Prime Minister Theresa May Tells GOP the Days of Britain and the U.S. Remaking ‘the World in Our Own Image Are Over’

Theresa May. Photo: Dominick Reuter/AFP/Getty Images

British prime minister Theresa May is meeting President Donald Trump on Friday, the first major foreign leader to stop by the White House. But before that, she addressed Republican lawmakers at their retreat in Philadelphia, delivering a foreign-policy speech that stressed the importance of the United States’ and United Kingdom’s world leadership. But she included a dash of Trump with her declaration that the “days of Britain and America intervening in sovereign countries in an attempt to remake the world in our own image are over.”

May said for Britain there would be no “return to the failed policies of the past,” a clear criticism of her predecessors. At the same time, May stressed that neither Britain nor the United States could take a complete step back, saying the countries could not “afford to stand idly by when the threat is real and when it is in our own interests to intervene. We must be strong, smart, and hard-headed. And we must demonstrate the resolve necessary to stand up for our interests.”

May also hammered the importance of the United Nations and NATO. “The institutions upon which that world relies were so often conceived or inspired by our two nations working together,” May said. On NATO, which Trump has criticized, the prime minister called it “the cornerstone of the West’s defense.”

May also took a hard line against ISIS, saying Britain shares “in your determination to take on and defeat Daesh and the ideology of Islamic extremism.” But in perhaps a subtle rebuke to Trump’s executive order to ban refugees and immigrants from certain Muslim countries, May stressed:

We should always be careful to distinguish between this extreme and hateful ideology, and the peaceful religion of Islam and the hundreds of millions of its adherents — including millions of our own citizens and those further afield who are so often the first victims of this ideology’s terror. And nor is it enough merely to focus on violent extremism. We need to address the whole spectrum of extremism, starting with the bigotry and hatred that can so often turn to violence.
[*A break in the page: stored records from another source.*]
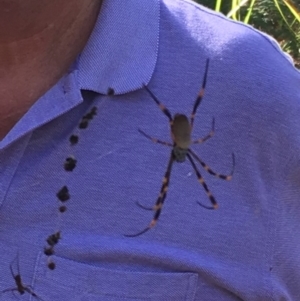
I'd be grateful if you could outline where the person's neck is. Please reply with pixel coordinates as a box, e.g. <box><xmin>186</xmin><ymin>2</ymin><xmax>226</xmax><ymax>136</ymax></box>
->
<box><xmin>0</xmin><ymin>0</ymin><xmax>102</xmax><ymax>140</ymax></box>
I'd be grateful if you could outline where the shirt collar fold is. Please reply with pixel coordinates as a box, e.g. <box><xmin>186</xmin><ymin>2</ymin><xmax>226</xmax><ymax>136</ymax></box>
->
<box><xmin>77</xmin><ymin>0</ymin><xmax>160</xmax><ymax>94</ymax></box>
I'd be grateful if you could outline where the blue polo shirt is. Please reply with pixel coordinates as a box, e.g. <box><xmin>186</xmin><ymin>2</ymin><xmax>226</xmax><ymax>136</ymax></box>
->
<box><xmin>0</xmin><ymin>0</ymin><xmax>300</xmax><ymax>301</ymax></box>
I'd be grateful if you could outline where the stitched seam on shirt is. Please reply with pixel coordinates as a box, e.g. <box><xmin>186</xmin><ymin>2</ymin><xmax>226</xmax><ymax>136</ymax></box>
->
<box><xmin>0</xmin><ymin>132</ymin><xmax>33</xmax><ymax>210</ymax></box>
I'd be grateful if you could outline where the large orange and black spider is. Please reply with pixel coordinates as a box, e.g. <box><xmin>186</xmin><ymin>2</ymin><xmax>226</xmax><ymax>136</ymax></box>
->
<box><xmin>125</xmin><ymin>59</ymin><xmax>235</xmax><ymax>237</ymax></box>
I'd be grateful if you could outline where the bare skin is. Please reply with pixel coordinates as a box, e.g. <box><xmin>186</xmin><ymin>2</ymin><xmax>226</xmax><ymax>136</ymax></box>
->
<box><xmin>0</xmin><ymin>0</ymin><xmax>102</xmax><ymax>140</ymax></box>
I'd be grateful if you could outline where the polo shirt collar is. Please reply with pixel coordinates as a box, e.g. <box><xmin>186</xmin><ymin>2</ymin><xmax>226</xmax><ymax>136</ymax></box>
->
<box><xmin>77</xmin><ymin>0</ymin><xmax>160</xmax><ymax>94</ymax></box>
<box><xmin>0</xmin><ymin>0</ymin><xmax>160</xmax><ymax>150</ymax></box>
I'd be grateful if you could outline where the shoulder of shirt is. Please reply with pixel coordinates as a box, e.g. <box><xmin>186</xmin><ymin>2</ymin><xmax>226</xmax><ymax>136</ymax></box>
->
<box><xmin>162</xmin><ymin>0</ymin><xmax>299</xmax><ymax>72</ymax></box>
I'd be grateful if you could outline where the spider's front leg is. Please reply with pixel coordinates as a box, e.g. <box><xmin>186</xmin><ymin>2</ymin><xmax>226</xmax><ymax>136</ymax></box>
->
<box><xmin>124</xmin><ymin>151</ymin><xmax>174</xmax><ymax>237</ymax></box>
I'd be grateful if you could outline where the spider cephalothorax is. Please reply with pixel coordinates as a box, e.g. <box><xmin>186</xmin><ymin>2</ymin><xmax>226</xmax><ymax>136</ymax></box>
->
<box><xmin>125</xmin><ymin>59</ymin><xmax>235</xmax><ymax>237</ymax></box>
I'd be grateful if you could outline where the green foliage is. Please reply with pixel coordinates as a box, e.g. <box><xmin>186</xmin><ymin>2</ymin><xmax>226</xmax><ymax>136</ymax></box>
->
<box><xmin>195</xmin><ymin>0</ymin><xmax>300</xmax><ymax>67</ymax></box>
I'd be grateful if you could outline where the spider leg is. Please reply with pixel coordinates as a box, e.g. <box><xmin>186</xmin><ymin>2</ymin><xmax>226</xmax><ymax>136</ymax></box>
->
<box><xmin>191</xmin><ymin>59</ymin><xmax>209</xmax><ymax>129</ymax></box>
<box><xmin>188</xmin><ymin>148</ymin><xmax>235</xmax><ymax>181</ymax></box>
<box><xmin>138</xmin><ymin>129</ymin><xmax>173</xmax><ymax>147</ymax></box>
<box><xmin>1</xmin><ymin>287</ymin><xmax>18</xmax><ymax>294</ymax></box>
<box><xmin>143</xmin><ymin>84</ymin><xmax>173</xmax><ymax>125</ymax></box>
<box><xmin>24</xmin><ymin>285</ymin><xmax>44</xmax><ymax>301</ymax></box>
<box><xmin>186</xmin><ymin>153</ymin><xmax>218</xmax><ymax>209</ymax></box>
<box><xmin>125</xmin><ymin>152</ymin><xmax>174</xmax><ymax>237</ymax></box>
<box><xmin>192</xmin><ymin>118</ymin><xmax>215</xmax><ymax>144</ymax></box>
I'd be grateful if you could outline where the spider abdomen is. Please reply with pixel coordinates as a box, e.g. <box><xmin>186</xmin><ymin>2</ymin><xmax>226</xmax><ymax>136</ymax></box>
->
<box><xmin>172</xmin><ymin>145</ymin><xmax>188</xmax><ymax>163</ymax></box>
<box><xmin>171</xmin><ymin>114</ymin><xmax>191</xmax><ymax>148</ymax></box>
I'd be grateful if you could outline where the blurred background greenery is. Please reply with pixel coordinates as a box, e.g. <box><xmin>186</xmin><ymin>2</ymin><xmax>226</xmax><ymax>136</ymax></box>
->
<box><xmin>194</xmin><ymin>0</ymin><xmax>300</xmax><ymax>68</ymax></box>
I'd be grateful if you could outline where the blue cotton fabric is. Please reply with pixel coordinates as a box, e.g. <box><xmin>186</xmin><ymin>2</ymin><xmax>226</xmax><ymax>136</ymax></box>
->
<box><xmin>0</xmin><ymin>0</ymin><xmax>300</xmax><ymax>301</ymax></box>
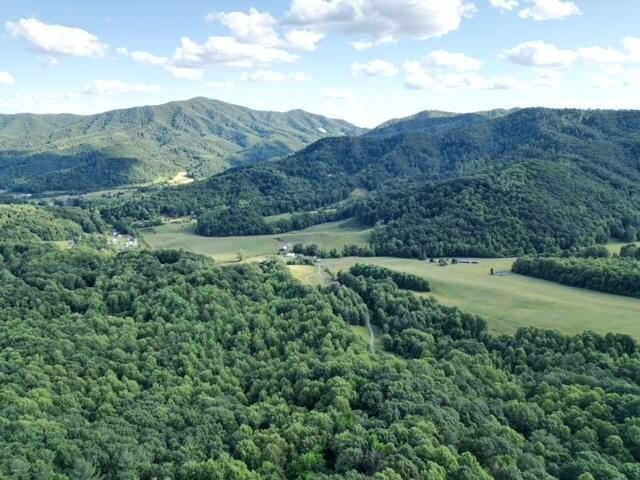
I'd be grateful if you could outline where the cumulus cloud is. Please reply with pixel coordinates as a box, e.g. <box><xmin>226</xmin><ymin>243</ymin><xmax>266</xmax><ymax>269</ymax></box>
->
<box><xmin>5</xmin><ymin>18</ymin><xmax>109</xmax><ymax>57</ymax></box>
<box><xmin>351</xmin><ymin>59</ymin><xmax>398</xmax><ymax>77</ymax></box>
<box><xmin>206</xmin><ymin>8</ymin><xmax>324</xmax><ymax>51</ymax></box>
<box><xmin>403</xmin><ymin>60</ymin><xmax>434</xmax><ymax>90</ymax></box>
<box><xmin>531</xmin><ymin>68</ymin><xmax>564</xmax><ymax>88</ymax></box>
<box><xmin>286</xmin><ymin>0</ymin><xmax>475</xmax><ymax>41</ymax></box>
<box><xmin>585</xmin><ymin>72</ymin><xmax>621</xmax><ymax>88</ymax></box>
<box><xmin>285</xmin><ymin>30</ymin><xmax>324</xmax><ymax>52</ymax></box>
<box><xmin>426</xmin><ymin>50</ymin><xmax>482</xmax><ymax>72</ymax></box>
<box><xmin>205</xmin><ymin>81</ymin><xmax>234</xmax><ymax>88</ymax></box>
<box><xmin>118</xmin><ymin>8</ymin><xmax>324</xmax><ymax>80</ymax></box>
<box><xmin>240</xmin><ymin>70</ymin><xmax>311</xmax><ymax>82</ymax></box>
<box><xmin>519</xmin><ymin>0</ymin><xmax>581</xmax><ymax>21</ymax></box>
<box><xmin>80</xmin><ymin>80</ymin><xmax>163</xmax><ymax>95</ymax></box>
<box><xmin>578</xmin><ymin>45</ymin><xmax>626</xmax><ymax>63</ymax></box>
<box><xmin>173</xmin><ymin>37</ymin><xmax>299</xmax><ymax>68</ymax></box>
<box><xmin>207</xmin><ymin>8</ymin><xmax>280</xmax><ymax>47</ymax></box>
<box><xmin>404</xmin><ymin>60</ymin><xmax>521</xmax><ymax>90</ymax></box>
<box><xmin>489</xmin><ymin>0</ymin><xmax>518</xmax><ymax>10</ymax></box>
<box><xmin>0</xmin><ymin>70</ymin><xmax>16</xmax><ymax>85</ymax></box>
<box><xmin>117</xmin><ymin>48</ymin><xmax>204</xmax><ymax>80</ymax></box>
<box><xmin>578</xmin><ymin>37</ymin><xmax>640</xmax><ymax>65</ymax></box>
<box><xmin>503</xmin><ymin>41</ymin><xmax>577</xmax><ymax>67</ymax></box>
<box><xmin>351</xmin><ymin>35</ymin><xmax>396</xmax><ymax>51</ymax></box>
<box><xmin>319</xmin><ymin>88</ymin><xmax>353</xmax><ymax>101</ymax></box>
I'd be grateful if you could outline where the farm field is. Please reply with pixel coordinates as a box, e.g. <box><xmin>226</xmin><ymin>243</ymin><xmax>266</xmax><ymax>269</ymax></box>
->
<box><xmin>142</xmin><ymin>220</ymin><xmax>370</xmax><ymax>262</ymax></box>
<box><xmin>323</xmin><ymin>257</ymin><xmax>640</xmax><ymax>339</ymax></box>
<box><xmin>606</xmin><ymin>241</ymin><xmax>640</xmax><ymax>254</ymax></box>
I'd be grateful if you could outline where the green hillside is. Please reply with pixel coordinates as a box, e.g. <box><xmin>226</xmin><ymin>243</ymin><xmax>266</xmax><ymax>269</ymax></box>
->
<box><xmin>0</xmin><ymin>98</ymin><xmax>360</xmax><ymax>192</ymax></box>
<box><xmin>106</xmin><ymin>109</ymin><xmax>640</xmax><ymax>257</ymax></box>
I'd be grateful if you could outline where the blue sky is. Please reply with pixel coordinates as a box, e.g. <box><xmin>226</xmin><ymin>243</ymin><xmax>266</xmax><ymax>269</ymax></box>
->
<box><xmin>0</xmin><ymin>0</ymin><xmax>640</xmax><ymax>126</ymax></box>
May used Islamic extremism to segue to Syria and then to Russia. Knowing her audience, she invoked Reagan to the GOP crowd: “When it comes to Russia, as so often it is wise to turn to the example of President Reagan, who, during negotiations with his opposite number Mikhail Gorbachev, used to abide by the adage ‘trust but verify,’” May stated. “With President Putin, my advice is to ‘engage but beware.’”
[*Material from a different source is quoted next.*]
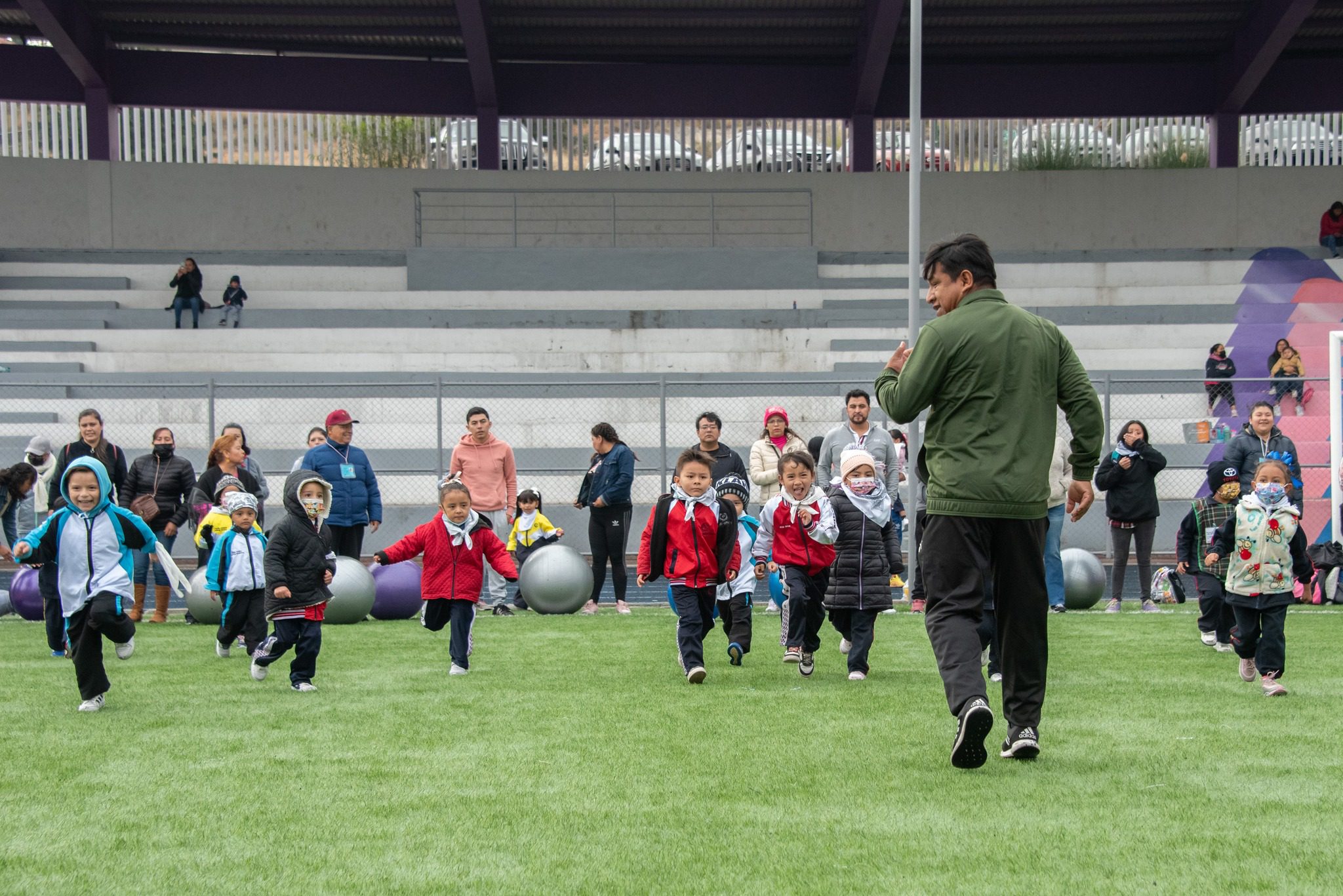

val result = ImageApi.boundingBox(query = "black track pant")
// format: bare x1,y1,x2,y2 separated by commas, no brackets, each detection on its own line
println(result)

May also touted the importance of the Iran deal, something both the GOP and Trump has also lambasted.

May concluded with her hope, as the United Kingdom prepares to leave the European Union, that the two countries could work out a favorable trade deal. “Because of these strong economic and commercial links — and our shared history and the strength of our relationship — I look forward to pursuing talks with the new administration about a new U.K.-U.S. free trade agreement in the coming months,” May said. “It will take detailed work, but we welcome your openness to those discussions and hope we can make progress so that the new, global Britain that emerges after Brexit is even better equipped to take its place confidently in the world.”
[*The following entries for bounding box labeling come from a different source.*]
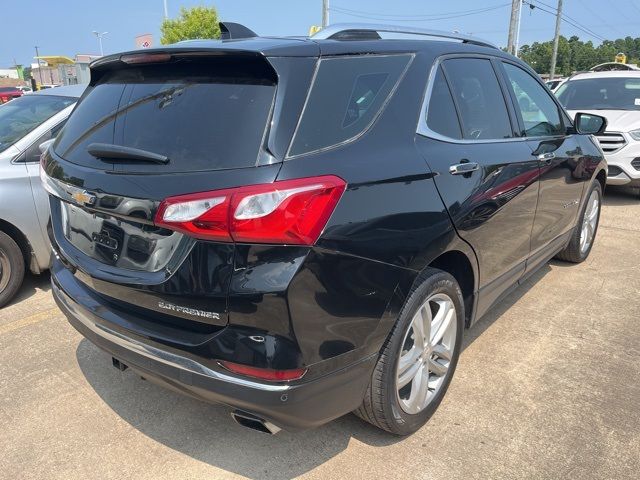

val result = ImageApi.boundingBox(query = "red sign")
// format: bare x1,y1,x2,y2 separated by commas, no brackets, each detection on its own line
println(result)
136,33,153,48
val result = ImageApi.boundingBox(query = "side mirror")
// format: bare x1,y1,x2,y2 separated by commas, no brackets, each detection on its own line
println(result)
38,138,56,153
574,112,607,135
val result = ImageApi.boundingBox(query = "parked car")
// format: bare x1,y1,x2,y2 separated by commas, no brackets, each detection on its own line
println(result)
16,85,33,95
41,24,606,435
544,78,566,92
0,85,85,308
0,87,22,104
556,70,640,193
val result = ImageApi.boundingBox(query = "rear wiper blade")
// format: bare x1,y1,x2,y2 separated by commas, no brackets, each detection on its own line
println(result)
87,143,169,164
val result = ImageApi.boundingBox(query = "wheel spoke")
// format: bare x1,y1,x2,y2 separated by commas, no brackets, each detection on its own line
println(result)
429,301,456,346
398,345,422,378
433,344,453,362
396,356,422,390
429,358,449,377
411,304,431,349
407,364,429,413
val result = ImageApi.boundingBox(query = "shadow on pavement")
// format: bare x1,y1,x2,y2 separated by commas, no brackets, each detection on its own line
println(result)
6,270,51,306
602,185,640,206
76,339,401,479
76,266,551,479
76,265,551,479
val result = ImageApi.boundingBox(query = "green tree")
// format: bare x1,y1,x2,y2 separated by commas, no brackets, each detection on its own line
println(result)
160,7,220,45
520,35,640,76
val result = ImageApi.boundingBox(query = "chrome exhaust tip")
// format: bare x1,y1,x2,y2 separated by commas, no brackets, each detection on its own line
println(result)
231,410,281,435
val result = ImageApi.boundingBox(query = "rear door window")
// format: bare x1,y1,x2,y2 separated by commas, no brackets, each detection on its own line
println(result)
503,63,564,137
55,60,276,173
288,54,412,157
443,58,513,140
427,67,462,140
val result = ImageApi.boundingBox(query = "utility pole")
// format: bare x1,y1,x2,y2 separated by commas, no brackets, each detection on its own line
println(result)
322,0,329,28
91,30,109,56
549,0,562,80
36,45,44,85
507,0,522,55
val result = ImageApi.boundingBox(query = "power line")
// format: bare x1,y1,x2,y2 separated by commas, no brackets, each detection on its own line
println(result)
331,4,508,20
331,3,509,22
522,0,606,41
529,0,604,40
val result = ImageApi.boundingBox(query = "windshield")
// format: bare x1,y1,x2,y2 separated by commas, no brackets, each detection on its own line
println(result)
0,95,76,152
556,77,640,110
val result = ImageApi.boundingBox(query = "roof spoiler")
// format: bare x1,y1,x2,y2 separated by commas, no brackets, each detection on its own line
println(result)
218,22,258,40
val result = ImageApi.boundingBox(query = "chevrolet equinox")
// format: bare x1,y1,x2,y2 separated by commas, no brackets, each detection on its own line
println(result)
41,24,606,435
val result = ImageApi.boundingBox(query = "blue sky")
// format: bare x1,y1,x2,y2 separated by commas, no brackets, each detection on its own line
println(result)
0,0,640,67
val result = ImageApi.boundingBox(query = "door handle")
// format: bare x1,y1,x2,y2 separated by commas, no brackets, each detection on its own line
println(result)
449,162,480,175
538,152,556,163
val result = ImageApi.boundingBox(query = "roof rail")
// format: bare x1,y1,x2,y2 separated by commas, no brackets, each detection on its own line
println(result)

May concluded with another Reaganism in a speech that appeared to mostly play well with Republican lawmakers present, even if it differed in tone and content from some of Trump’s positions. May’s promise of avoiding interventionism nodded to Trump’s “America First” statements, but she also returned again and again to the the history of Britain and the United States’ “special relationship,” appearing to remind her audience of the dangers of taking its isolationism too far.

But May still has to sit down with Trump before she leaves the U.S. She told reporters she believes she can work with the new president because “sometimes opposites attract.”